There are two indicia in this case by which this Court is obliged to hold that Chapter 64C was intended to constitute one entire, indivisible statute, and not a series of independent parts. First, the legislature provided that no criminal prosecution could be commenced under this statute without first giving the required warning.

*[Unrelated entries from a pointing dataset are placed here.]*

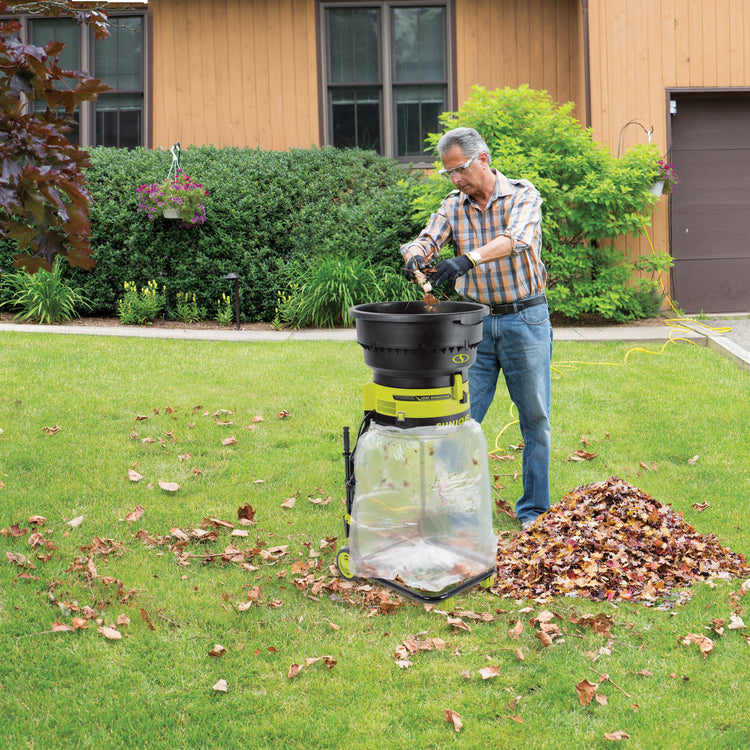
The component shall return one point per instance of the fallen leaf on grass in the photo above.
(543, 637)
(581, 455)
(295, 669)
(705, 644)
(452, 717)
(61, 627)
(616, 736)
(735, 622)
(111, 633)
(488, 672)
(586, 691)
(135, 514)
(579, 546)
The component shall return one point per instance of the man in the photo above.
(494, 225)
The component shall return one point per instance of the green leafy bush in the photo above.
(322, 296)
(43, 296)
(590, 198)
(268, 215)
(139, 307)
(188, 309)
(224, 311)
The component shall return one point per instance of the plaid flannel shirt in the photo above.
(514, 210)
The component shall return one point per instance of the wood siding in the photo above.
(235, 73)
(245, 72)
(640, 49)
(512, 42)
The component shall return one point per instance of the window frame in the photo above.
(387, 84)
(87, 118)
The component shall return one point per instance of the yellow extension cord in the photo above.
(675, 323)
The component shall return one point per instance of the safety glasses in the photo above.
(460, 170)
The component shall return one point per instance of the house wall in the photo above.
(234, 73)
(244, 72)
(641, 48)
(512, 42)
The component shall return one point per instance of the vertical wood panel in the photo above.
(253, 85)
(736, 42)
(682, 43)
(723, 44)
(709, 54)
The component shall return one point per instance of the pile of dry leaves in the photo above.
(610, 541)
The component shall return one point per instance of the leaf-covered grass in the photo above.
(154, 687)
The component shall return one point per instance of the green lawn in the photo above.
(154, 686)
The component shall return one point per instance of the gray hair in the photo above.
(467, 139)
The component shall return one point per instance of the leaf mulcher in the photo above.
(418, 496)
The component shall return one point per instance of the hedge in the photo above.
(270, 216)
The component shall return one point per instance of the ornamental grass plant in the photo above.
(256, 428)
(43, 296)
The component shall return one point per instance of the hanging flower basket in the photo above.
(656, 189)
(177, 197)
(665, 180)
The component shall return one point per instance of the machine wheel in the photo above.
(342, 562)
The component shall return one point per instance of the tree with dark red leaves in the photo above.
(43, 199)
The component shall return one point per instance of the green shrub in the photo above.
(43, 296)
(188, 309)
(323, 295)
(224, 311)
(268, 214)
(590, 197)
(139, 307)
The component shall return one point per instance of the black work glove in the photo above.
(447, 271)
(415, 263)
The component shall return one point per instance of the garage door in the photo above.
(711, 206)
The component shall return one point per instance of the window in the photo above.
(118, 117)
(386, 75)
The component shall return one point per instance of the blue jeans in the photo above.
(520, 344)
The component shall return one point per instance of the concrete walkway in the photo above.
(730, 337)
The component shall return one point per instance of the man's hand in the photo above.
(447, 271)
(415, 263)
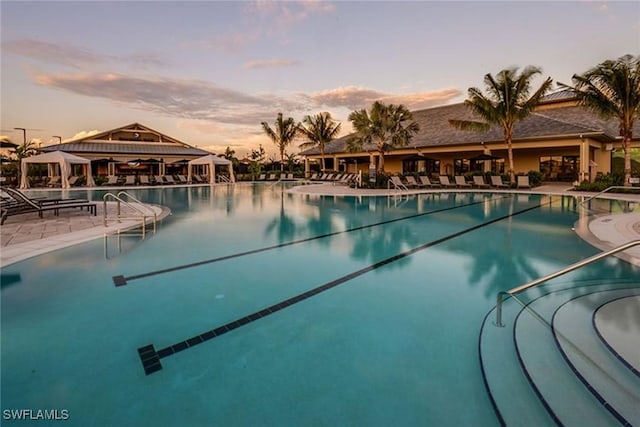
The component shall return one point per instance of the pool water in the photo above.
(390, 337)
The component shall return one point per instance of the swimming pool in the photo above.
(375, 306)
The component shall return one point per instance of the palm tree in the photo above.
(507, 102)
(284, 132)
(612, 90)
(387, 126)
(320, 130)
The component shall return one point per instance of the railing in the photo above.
(143, 212)
(572, 267)
(613, 187)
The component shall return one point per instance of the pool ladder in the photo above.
(137, 210)
(512, 292)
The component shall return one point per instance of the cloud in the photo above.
(52, 52)
(84, 134)
(78, 57)
(189, 99)
(232, 42)
(354, 97)
(286, 13)
(270, 63)
(224, 114)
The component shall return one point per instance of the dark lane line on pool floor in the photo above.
(122, 280)
(150, 358)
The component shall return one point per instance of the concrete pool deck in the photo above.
(25, 236)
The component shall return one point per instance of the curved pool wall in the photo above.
(393, 342)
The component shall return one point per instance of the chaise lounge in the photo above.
(24, 204)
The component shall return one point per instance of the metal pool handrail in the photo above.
(577, 265)
(140, 209)
(613, 187)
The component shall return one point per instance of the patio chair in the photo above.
(478, 181)
(496, 181)
(411, 182)
(395, 181)
(24, 204)
(427, 182)
(461, 182)
(54, 182)
(111, 180)
(523, 181)
(444, 181)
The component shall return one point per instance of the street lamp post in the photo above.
(24, 135)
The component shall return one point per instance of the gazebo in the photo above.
(64, 160)
(212, 161)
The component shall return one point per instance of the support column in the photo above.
(584, 161)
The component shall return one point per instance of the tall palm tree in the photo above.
(507, 102)
(612, 90)
(387, 126)
(320, 130)
(283, 134)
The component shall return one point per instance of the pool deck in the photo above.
(25, 236)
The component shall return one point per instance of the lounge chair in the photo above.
(427, 182)
(523, 181)
(55, 182)
(395, 181)
(460, 182)
(496, 181)
(24, 204)
(478, 181)
(411, 182)
(111, 180)
(444, 181)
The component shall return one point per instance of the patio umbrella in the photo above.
(417, 157)
(484, 156)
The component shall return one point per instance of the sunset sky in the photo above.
(208, 73)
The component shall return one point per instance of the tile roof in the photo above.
(435, 130)
(127, 148)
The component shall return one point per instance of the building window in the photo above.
(423, 166)
(559, 168)
(461, 166)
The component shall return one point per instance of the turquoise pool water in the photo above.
(390, 338)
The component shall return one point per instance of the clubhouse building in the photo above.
(562, 140)
(133, 149)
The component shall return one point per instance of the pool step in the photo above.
(566, 397)
(527, 375)
(503, 375)
(609, 379)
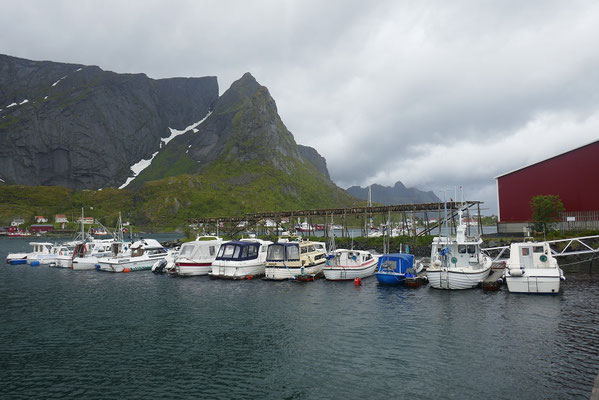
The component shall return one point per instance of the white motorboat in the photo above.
(196, 258)
(144, 254)
(294, 260)
(532, 268)
(345, 264)
(242, 259)
(61, 255)
(87, 254)
(39, 253)
(456, 261)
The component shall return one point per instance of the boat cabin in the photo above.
(239, 251)
(343, 257)
(306, 252)
(531, 255)
(283, 252)
(147, 246)
(40, 247)
(396, 262)
(204, 247)
(461, 253)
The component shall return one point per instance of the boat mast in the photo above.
(82, 227)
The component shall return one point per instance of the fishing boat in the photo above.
(345, 264)
(301, 259)
(243, 259)
(196, 258)
(40, 254)
(532, 268)
(394, 268)
(457, 261)
(87, 253)
(144, 254)
(304, 226)
(64, 258)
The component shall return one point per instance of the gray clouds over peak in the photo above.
(432, 93)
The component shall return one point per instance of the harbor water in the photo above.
(88, 334)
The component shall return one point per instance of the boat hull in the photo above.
(339, 273)
(237, 272)
(542, 282)
(390, 278)
(193, 269)
(16, 258)
(284, 273)
(456, 279)
(128, 265)
(84, 263)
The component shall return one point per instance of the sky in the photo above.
(434, 94)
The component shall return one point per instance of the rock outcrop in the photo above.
(81, 127)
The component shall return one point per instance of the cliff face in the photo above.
(81, 127)
(396, 194)
(244, 127)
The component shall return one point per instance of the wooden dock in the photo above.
(495, 279)
(235, 224)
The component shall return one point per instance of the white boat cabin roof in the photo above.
(147, 244)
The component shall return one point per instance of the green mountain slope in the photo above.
(242, 159)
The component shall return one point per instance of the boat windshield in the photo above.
(276, 252)
(283, 252)
(238, 251)
(186, 250)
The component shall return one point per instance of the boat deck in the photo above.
(494, 281)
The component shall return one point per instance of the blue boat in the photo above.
(392, 269)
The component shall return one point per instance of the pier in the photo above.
(406, 212)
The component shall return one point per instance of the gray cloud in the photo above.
(431, 93)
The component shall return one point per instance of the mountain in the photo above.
(240, 159)
(178, 150)
(396, 194)
(81, 127)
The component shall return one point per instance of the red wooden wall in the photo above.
(574, 176)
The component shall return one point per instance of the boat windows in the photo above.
(227, 251)
(292, 252)
(186, 250)
(276, 252)
(252, 251)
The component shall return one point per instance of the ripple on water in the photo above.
(99, 335)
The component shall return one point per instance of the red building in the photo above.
(35, 228)
(572, 175)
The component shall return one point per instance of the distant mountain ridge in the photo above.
(396, 194)
(84, 128)
(81, 127)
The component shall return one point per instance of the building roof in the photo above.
(552, 157)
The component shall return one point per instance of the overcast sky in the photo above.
(433, 93)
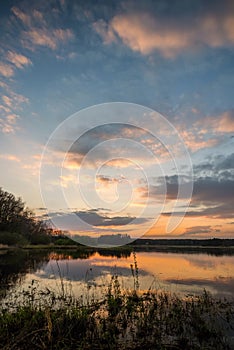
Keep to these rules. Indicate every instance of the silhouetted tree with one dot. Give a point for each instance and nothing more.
(16, 218)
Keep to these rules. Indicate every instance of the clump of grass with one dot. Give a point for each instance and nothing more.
(121, 320)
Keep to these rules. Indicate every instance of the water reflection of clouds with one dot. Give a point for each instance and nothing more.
(220, 286)
(83, 270)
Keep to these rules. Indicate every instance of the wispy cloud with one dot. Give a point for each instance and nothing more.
(6, 70)
(18, 60)
(147, 31)
(10, 157)
(39, 32)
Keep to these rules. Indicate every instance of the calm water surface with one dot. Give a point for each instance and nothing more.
(88, 274)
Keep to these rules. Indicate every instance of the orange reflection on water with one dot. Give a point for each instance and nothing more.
(186, 266)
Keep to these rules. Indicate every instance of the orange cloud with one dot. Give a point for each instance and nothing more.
(146, 33)
(219, 124)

Second, the statute contains no separability clause.
In the absence of such a provision, the presumption is that the Legislature intends an act to be effective as an entirety—that is to say, the rule is against mutilation of a statute; and if any provisions be unconstitutional, the presumption is that the remaining provisions fall with it. Carter v. Carter Coal Co., 298 U.S. at 312. Under Alabama law, the absence of a separability clause means that the statute is to be considered as an indivisible whole. San Ann Tobacco Co. v. Hamm, 283 Ala. 397, 406 (1969).
This Court can only conclude that the Alabama legislature intended Chapter 64C to stand or fall as a whole, both notice provision and criminal provision. Accordingly, the entire statute must fall upon the declaration of unconstitutionality of the notice provision.
This Court, therefore, holds that
RIVES, Circuit Judge:
I concur in the foregoing opinion of my colleagues and adhere to similar views expressed in my dissenting opinion in Grove Press, Inc. v. Bailey, N.D.Ala.1970, 318 F.Supp. 244 at 257-262, vacated and remanded, 1973, 413 U.S. 904 (1973).